Transform Education


In my opinion the biggest issue in the school system is that it has outlived its design. The whole system of teaching young people the same thing at the same time and at the same pace was designed to prepare a compliant workforce and willing consumers to staff and fuel Europe’s industrial revolution. Because it succeeded in its primary purpose it has been used as the model ever since. This is a ‘one size fits all’ view of Education.

We continue to head down the road that is standardized testing, drill and practice and one-size-fits-all schooling. Schools are not measured on students’ ability to think critically, to be creative or expressive. They are measured by the number of students that have performed to minimum levels against standardized tests.

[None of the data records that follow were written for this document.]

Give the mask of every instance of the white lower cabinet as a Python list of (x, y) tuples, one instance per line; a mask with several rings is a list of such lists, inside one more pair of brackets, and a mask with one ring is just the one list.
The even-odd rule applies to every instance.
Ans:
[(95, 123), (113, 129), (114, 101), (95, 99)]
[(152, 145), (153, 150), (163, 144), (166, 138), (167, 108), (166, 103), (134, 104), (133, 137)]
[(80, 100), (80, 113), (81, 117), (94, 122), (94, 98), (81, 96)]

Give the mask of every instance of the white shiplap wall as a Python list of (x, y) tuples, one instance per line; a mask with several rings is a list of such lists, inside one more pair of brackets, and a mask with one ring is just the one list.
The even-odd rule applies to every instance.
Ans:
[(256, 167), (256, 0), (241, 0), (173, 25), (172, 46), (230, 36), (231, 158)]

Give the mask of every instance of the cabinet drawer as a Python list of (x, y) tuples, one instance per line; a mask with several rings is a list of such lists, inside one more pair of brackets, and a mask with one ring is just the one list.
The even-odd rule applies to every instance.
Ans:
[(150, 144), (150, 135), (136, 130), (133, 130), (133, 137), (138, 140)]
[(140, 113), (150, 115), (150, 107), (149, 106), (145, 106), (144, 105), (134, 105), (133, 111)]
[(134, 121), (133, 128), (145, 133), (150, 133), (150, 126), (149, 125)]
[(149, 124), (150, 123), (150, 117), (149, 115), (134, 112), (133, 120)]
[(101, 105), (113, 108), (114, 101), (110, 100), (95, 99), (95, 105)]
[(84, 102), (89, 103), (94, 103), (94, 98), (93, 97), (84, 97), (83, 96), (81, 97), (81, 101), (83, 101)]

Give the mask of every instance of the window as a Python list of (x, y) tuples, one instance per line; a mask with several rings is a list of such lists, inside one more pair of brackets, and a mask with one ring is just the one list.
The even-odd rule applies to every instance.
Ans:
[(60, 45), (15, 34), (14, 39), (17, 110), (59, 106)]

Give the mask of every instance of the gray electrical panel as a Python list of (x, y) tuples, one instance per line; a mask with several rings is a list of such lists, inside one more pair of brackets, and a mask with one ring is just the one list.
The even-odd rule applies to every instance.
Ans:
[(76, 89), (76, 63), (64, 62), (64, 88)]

For many of us who have been through the system, our memories of the classroom are often of boredom, repetition and a sense that we couldn’t get out of there soon enough. Given the wealth of resources available for the modern classroom, the alternatives that technologies offer and our own less-than-happy memories of our schooling, it seems that we (government, teachers, administrators, business leaders, parents, and so on) are denying children the opportunities to be creative, turning them into the same compliant consumers that we have become. We are encouraging them to wish their childhood away, as many of us did, in a race to get out of the system.  This is less of a ‘no child left behind’ system than a most children left behind one.

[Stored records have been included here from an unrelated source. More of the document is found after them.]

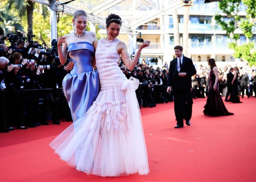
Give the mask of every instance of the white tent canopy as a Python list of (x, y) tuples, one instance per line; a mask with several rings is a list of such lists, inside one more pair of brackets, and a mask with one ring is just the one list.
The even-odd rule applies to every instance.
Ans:
[(50, 7), (52, 39), (57, 38), (57, 11), (72, 15), (76, 10), (83, 9), (91, 23), (104, 26), (107, 15), (114, 13), (122, 18), (122, 31), (134, 36), (138, 26), (184, 5), (182, 0), (33, 0)]

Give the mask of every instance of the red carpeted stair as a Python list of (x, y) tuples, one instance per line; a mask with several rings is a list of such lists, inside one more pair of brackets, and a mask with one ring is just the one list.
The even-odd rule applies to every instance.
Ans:
[(67, 166), (49, 143), (71, 123), (0, 133), (1, 182), (255, 182), (256, 98), (225, 102), (234, 116), (204, 115), (194, 100), (191, 125), (175, 129), (173, 103), (142, 108), (150, 173), (118, 177), (87, 175)]

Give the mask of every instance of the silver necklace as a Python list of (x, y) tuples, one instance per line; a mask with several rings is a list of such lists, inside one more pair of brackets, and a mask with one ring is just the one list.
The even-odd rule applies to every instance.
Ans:
[(74, 31), (74, 35), (77, 38), (80, 38), (80, 37), (83, 37), (85, 35), (85, 30), (83, 32), (83, 33), (81, 35), (78, 35), (75, 34)]

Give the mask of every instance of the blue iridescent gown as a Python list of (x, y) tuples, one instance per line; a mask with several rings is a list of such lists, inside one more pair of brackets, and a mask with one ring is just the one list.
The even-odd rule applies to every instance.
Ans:
[(98, 72), (92, 65), (94, 53), (93, 46), (88, 42), (75, 42), (67, 46), (68, 57), (74, 65), (62, 84), (75, 129), (80, 122), (76, 121), (82, 117), (99, 92)]

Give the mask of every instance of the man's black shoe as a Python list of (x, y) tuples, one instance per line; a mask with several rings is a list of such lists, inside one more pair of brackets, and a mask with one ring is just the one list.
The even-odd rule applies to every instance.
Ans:
[(42, 125), (49, 125), (49, 124), (46, 121), (41, 123), (41, 124)]
[(52, 124), (61, 124), (61, 122), (60, 122), (60, 121), (58, 120), (57, 121), (53, 122)]
[(10, 132), (9, 130), (7, 130), (5, 128), (1, 128), (0, 129), (0, 132), (1, 133), (9, 133)]
[(180, 125), (178, 124), (177, 124), (175, 127), (174, 127), (174, 128), (182, 128), (182, 127), (183, 127), (183, 126), (182, 126), (181, 125)]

We are now in an era where ‘textbooks’ and/or accompanying resources no longer need to be linear (or merely linear), can have multiple entry points into topics and lessons, can self-mark and provide instant feedback and results to both teachers and students. Lessons can be tailored to account for visual, auditory and kinesthetic learners. Better use of technology can free teachers from teaching all students the same things at the same pace and give every student the chance to learn.  Here is an example of what can be done with content: www.hotmaths.com.au

The current schooling system has to go. It is not enough to want to improve schools, replace standardized tests with results that demonstrate critical thinking, imagination and creativity, educate more teachers to use new technologies and stop expecting every child to learn according to an unrealistic standardized timetable. Spending more and more on making minor improvements is not enough. We need to transform education.